Todo aquello que miramos con atención pasa por un filtro que nos ayuda a decidir libremente qué queremos desaprender. Para eso tenemos que contemplar todas las situaciones como si fuera la primera vez. Con mirada ingenua. Esto implica un esfuerzo porque, como hemos dicho antes, ignoramos muchos estímulos de nuestras experiencias y utilizamos bloques de datos solidificados en la memoria que se han ido transformando en objetos mentales. Esos bloques prêt á porter nos son útiles, sin duda, para procesar la información de un modo más rápido y no tener que buscar en la memoria numerosos detalles. Pero la contrapartida es que pensamos y actuamos de manera mecánica y preprogramada. Ni somos libres ni somos inteligentes.
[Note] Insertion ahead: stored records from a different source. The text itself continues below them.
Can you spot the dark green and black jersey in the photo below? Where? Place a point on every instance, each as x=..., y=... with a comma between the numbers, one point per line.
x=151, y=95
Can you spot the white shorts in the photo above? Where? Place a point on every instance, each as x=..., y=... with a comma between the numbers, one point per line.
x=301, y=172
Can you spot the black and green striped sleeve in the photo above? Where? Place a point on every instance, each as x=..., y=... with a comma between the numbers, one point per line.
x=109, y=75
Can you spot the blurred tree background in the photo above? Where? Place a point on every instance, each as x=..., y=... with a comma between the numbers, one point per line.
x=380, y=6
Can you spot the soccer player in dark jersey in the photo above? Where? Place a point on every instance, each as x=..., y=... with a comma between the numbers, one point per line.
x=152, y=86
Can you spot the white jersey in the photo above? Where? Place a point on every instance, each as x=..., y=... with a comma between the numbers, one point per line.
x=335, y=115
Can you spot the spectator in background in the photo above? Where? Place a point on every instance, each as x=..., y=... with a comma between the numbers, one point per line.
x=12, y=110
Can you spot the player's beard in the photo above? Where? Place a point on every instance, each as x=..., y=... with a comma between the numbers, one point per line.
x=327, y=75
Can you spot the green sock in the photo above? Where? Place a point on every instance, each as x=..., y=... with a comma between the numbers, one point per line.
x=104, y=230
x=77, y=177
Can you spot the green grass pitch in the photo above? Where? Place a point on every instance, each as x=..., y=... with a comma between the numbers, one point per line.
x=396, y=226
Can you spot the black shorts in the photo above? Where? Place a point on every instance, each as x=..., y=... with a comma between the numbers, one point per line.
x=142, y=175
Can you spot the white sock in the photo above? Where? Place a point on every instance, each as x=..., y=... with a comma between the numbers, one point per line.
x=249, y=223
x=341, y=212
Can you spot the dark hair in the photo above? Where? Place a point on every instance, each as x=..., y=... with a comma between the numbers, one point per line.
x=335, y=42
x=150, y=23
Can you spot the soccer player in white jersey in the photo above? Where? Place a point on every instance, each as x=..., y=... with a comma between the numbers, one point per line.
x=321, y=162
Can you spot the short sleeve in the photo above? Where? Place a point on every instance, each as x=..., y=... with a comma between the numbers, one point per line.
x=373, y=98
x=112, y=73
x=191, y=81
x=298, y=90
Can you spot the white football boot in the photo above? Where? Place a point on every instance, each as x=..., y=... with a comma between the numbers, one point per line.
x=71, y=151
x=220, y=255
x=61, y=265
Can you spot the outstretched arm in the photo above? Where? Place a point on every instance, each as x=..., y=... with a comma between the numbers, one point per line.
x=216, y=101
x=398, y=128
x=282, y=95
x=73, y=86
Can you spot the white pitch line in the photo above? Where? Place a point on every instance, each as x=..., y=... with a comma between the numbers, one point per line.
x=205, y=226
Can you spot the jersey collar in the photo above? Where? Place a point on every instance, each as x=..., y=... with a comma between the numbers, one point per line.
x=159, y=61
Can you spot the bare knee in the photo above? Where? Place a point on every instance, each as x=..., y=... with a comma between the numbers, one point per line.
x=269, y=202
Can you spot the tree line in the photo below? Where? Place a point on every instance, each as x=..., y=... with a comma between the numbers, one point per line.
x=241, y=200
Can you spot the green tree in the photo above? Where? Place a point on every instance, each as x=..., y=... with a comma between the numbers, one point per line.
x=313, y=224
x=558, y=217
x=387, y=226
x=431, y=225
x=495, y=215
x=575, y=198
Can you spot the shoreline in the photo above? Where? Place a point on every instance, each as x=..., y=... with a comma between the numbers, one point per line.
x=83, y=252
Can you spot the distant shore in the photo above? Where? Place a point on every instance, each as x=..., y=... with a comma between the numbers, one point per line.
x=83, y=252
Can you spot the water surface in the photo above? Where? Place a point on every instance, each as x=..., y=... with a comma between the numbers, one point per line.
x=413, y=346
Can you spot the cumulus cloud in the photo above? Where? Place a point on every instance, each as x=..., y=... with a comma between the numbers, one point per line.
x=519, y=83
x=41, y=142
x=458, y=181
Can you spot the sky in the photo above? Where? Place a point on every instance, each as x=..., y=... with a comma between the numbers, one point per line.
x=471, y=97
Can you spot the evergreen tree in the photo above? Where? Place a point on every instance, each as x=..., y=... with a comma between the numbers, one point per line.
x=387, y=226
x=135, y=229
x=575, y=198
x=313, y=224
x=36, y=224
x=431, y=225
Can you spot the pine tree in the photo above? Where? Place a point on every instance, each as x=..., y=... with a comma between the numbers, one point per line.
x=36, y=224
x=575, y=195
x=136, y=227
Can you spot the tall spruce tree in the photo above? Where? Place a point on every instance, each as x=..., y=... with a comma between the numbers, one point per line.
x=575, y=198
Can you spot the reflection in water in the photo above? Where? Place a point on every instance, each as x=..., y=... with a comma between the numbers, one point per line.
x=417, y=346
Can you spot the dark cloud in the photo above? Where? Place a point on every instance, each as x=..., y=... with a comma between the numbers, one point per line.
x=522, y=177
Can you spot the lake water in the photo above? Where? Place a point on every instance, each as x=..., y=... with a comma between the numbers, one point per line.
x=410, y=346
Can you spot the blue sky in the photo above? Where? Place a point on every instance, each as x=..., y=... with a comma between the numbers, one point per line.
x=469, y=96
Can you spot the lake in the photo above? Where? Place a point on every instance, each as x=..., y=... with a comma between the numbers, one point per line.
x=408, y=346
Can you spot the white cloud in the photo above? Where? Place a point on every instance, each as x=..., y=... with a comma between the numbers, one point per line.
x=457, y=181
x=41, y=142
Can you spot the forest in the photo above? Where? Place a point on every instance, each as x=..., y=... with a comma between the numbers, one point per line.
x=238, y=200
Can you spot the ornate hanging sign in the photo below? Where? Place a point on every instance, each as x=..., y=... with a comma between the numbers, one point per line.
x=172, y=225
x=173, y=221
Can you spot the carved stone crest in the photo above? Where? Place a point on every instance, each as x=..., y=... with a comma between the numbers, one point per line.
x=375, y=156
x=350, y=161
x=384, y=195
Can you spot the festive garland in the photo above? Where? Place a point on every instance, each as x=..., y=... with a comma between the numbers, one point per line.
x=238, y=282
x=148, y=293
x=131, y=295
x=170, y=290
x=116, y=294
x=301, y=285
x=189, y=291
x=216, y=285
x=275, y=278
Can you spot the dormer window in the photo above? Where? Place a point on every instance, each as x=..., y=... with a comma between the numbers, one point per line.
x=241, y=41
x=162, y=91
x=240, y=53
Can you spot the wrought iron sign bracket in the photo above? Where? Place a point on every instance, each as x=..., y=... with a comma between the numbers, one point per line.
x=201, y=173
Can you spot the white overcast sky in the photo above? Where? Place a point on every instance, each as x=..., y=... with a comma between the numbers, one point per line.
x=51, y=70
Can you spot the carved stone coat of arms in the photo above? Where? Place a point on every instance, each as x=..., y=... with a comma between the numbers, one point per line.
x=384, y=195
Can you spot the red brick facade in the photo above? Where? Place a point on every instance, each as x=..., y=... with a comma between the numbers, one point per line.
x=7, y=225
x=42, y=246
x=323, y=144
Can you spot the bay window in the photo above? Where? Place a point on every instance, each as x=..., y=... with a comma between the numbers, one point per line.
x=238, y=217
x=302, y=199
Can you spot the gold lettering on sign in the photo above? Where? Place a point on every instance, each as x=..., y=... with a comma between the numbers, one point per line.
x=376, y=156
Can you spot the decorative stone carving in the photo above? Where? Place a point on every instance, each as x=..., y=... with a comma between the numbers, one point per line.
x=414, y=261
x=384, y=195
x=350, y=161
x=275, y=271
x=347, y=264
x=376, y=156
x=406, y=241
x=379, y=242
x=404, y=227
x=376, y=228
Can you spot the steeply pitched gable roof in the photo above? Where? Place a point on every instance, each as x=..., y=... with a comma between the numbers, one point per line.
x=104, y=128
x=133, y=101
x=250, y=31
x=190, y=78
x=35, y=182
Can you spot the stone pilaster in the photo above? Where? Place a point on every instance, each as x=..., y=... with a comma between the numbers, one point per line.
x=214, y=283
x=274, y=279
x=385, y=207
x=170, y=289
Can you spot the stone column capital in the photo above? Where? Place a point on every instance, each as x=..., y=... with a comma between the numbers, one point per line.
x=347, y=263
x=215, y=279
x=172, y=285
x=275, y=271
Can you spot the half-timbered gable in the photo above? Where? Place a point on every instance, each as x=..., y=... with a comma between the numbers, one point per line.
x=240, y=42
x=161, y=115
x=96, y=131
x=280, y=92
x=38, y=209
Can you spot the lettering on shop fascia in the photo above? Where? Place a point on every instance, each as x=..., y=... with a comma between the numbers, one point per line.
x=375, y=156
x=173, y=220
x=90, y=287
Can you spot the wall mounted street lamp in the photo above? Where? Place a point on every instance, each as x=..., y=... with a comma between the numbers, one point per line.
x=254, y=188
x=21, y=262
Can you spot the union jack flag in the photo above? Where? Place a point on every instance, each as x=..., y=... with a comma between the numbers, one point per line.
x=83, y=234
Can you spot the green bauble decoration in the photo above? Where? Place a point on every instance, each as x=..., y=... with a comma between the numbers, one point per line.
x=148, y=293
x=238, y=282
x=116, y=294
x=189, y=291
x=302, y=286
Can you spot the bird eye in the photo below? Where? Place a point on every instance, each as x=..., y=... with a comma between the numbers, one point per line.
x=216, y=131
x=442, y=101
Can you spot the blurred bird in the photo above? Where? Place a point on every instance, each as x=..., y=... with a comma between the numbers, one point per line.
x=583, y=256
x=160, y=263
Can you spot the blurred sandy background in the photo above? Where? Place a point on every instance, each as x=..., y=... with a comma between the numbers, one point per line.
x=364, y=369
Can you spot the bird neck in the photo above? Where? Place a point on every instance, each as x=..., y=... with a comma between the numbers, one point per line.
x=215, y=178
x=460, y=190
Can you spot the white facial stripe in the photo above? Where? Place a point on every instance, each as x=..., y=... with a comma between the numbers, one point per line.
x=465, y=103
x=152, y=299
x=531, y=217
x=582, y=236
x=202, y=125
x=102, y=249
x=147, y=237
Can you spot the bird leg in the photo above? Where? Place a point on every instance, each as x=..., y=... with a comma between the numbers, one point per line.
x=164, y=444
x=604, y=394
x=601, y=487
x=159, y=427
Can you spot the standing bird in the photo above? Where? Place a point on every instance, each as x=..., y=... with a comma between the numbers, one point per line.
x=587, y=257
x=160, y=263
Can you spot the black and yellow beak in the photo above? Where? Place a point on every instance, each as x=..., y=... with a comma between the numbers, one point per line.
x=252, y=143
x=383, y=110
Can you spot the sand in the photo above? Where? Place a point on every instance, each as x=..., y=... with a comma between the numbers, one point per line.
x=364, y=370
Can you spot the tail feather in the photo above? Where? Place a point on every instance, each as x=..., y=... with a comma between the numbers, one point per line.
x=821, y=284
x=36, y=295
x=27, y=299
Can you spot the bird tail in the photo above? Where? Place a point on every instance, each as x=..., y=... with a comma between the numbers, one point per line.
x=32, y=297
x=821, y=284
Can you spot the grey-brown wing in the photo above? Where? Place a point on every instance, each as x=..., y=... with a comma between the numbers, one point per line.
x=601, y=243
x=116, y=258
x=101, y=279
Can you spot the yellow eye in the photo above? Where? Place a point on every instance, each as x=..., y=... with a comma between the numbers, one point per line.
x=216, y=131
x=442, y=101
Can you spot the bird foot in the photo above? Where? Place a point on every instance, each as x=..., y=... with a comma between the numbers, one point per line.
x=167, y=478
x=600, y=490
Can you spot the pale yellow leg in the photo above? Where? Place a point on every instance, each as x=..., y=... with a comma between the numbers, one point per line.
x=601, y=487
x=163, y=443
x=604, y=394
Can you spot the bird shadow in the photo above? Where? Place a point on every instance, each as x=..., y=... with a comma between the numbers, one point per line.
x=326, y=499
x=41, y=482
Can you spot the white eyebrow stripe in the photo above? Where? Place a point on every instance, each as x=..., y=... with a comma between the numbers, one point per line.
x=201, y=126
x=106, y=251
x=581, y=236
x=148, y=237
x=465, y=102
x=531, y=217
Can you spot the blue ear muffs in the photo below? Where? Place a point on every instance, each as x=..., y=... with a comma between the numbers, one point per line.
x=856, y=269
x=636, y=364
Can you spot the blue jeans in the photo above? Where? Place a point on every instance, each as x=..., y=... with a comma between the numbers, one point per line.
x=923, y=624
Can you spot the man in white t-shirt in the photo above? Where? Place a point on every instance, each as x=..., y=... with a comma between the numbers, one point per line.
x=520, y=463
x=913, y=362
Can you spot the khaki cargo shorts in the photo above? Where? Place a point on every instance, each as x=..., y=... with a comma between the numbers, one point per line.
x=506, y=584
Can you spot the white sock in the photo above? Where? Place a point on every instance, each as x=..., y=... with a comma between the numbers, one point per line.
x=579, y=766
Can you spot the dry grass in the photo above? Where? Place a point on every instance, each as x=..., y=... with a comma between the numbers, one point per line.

Usamos datos sin revisar, o copiamos ideas y soluciones de otros sin una validación puesta al día. Por eso, unos de los beneficios más importantes de la meditación es la habilidad de evaluar con agilidad y eficacia los hechos en cada momento, tal como se presentan. De este modo, nuestra preparación para cualquier adversidad puede ser inestimable, ya que la atención está entrenada para apuntar el foco y para conmutar con total precisión, concentración y eficiencia. Así, el primer paso es darnos cuenta de lo que hacemos al tiempo que lo hacemos, pausándonos y observando calladamente.
 
No es nuestro propósito la enseñanza de la técnica de meditación. Para quienes estén interesados cuenta la leyenda que el territorio de lo que actualmente es Myanmar, antigua Birmania, fue destinado desde los tiempos de Buda a guardar la Vipassana, considerada “gema preciada”. Se mantuvo intacta su técnica hasta que, después de dos milenios y medio, regresó a la India para difundirse desde allí a todo el mundo.
 
El industrial birmano laico N. S. Goenka, coincidiendo con la leyenda, comenzó a divulgar la práctica de la Vipassana en 1976. Aquejado de una incurable migraña, después de acudir a las mejores clínicas de todo el mundo, le recomendaron que probara una técnica de meditación que enseñaban algunos maestros birmanos. Catorce años después se convirtió en maestro de Vipassana y viajó a la India para enseñar esta técnica a sus padres y a un reducido grupo de amigos, quienes a su vez quisieron que sus propios familiares recibieran la misma instrucción de Goenka. Y allí comenzó la larga cadena que ha llevado a diseminar el Vipassana por el territorio indio y que ya ha comenzado a expandirse prácticamente por todo el mundo. Sus cursos se imparten en muchos países con una duración de diez días.